Calculate merges: Real time 0.330s User time 0.340s Sys time 0.000s
Perform merges: Real time 0.000s User time 0.000s Sys time 0.000s
We will go through this step by step. First, a match is found between 2L and 3R,
which would happen at minimum cutoff 8e-76. Next a match is found between contigs 5R
and 11. The clones from contig 11 are B clones, meaning they are both L and R, so the
matches are recorded for both 11L and 11R. These matches happen first at cutoff 8e-70.
Next, the merges are performed, in order of cutoff. 3R to 2L has the lowest
cutoff and is done first. Next, 11R to 5R is done (11L could equally well be chosen).

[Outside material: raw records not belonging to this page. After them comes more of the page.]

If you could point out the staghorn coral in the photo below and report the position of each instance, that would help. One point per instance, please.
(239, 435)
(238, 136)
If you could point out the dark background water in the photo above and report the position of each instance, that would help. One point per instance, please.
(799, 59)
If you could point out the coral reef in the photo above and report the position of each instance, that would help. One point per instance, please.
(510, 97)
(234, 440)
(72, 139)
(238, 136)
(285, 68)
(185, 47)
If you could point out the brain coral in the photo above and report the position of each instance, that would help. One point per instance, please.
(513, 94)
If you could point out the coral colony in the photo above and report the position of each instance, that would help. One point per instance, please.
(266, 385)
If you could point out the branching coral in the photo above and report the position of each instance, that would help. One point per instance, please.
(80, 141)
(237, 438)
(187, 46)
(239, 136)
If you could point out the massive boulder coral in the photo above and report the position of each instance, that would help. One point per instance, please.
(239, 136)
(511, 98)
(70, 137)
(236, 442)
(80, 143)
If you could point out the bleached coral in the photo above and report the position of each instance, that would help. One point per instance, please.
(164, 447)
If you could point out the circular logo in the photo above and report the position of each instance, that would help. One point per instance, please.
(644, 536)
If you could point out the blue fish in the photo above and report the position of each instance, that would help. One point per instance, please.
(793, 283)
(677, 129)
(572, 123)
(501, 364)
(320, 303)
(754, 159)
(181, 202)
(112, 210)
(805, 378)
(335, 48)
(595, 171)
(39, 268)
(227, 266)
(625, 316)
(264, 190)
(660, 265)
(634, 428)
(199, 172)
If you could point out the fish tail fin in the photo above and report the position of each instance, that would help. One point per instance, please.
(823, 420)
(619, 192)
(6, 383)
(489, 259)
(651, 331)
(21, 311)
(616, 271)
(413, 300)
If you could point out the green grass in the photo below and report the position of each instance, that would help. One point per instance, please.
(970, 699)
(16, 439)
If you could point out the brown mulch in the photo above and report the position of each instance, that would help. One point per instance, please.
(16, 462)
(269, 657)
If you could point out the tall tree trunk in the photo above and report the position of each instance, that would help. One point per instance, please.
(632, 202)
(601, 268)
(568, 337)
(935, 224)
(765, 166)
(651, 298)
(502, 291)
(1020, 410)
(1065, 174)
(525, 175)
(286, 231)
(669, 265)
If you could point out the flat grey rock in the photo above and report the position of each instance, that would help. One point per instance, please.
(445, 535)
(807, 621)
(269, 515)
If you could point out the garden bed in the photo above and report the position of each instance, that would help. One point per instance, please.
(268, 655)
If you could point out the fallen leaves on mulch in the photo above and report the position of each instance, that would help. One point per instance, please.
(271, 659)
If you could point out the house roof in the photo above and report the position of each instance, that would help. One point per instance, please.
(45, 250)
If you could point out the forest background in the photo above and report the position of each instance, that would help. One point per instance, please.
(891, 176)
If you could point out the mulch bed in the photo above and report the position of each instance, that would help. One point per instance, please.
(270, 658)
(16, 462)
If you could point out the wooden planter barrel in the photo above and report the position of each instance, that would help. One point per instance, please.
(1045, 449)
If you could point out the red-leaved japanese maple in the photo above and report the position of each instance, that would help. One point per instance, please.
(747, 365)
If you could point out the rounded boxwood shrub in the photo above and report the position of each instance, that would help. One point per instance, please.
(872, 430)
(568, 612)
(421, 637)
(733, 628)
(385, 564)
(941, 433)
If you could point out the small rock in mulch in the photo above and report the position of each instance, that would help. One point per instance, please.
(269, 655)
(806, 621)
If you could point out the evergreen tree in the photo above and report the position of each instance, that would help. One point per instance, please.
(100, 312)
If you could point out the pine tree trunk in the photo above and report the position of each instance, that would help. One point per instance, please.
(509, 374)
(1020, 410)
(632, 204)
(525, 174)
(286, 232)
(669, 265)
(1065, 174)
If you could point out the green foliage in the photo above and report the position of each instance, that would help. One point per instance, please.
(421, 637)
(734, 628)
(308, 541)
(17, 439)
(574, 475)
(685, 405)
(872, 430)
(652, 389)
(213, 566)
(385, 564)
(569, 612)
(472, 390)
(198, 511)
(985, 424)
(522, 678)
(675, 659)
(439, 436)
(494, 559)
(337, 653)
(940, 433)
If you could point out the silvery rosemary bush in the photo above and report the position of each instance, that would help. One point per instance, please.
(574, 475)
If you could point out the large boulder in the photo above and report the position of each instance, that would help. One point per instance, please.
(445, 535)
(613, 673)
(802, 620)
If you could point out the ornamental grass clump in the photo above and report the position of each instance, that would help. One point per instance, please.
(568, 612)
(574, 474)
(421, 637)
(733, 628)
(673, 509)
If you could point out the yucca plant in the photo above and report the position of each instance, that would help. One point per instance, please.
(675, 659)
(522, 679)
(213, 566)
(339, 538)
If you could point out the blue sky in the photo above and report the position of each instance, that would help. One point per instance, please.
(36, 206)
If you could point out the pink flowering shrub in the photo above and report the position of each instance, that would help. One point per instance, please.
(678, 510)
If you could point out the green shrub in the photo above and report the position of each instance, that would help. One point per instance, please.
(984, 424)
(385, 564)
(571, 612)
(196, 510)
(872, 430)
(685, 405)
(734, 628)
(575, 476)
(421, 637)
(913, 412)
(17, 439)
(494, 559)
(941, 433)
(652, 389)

Each end of each contig can only be used once, so 5R is not allowed to be used
again; hence, the merge of 5R to 11L is ignored, as would be any other merge of
a contig to 5R.
Finally, notice the comments in parenthesis, e.g. "(Original:2L 3R)".
These tell the original contig numbers involved in the merge, whereas the numbers
in the "Merge contig" statement include all previous merges. For example, if
Ctg7L is merged to Ctg1R, and then Ctg21L is merged Ctg7R, the latter will be reported as
"Merge contig 21L to 1R (Original:21L 7R)".
Looking at the project page (see below), we see that the "Qs" column has "~" signs for both
contigs which were merged. E.g., for contig 5, the column reads "~ 1". Contigs that
are automerged are simply joined with an overlap equal to the FromEnd setting, and
their CB maps are not recomputed. FPC therefore does not know how many Qs
are in those contigs, and the number reported is simply the sum of the Qs
for the contigs which went into the merge. The "~" indicates that the Q number
was obtained in this way and not by recomputing CB maps. There is good
reason not to recompute CB maps, since end-merging is frequently done at
less stringent cutoffs which could result in false-positive overlaps within
a contig, leading to a bad CB map. However, if clone order is crucial, e.g.
for selection of a minimal tiling path, then the CB map must be recomputed
if an appropriate cutoff can be found.
|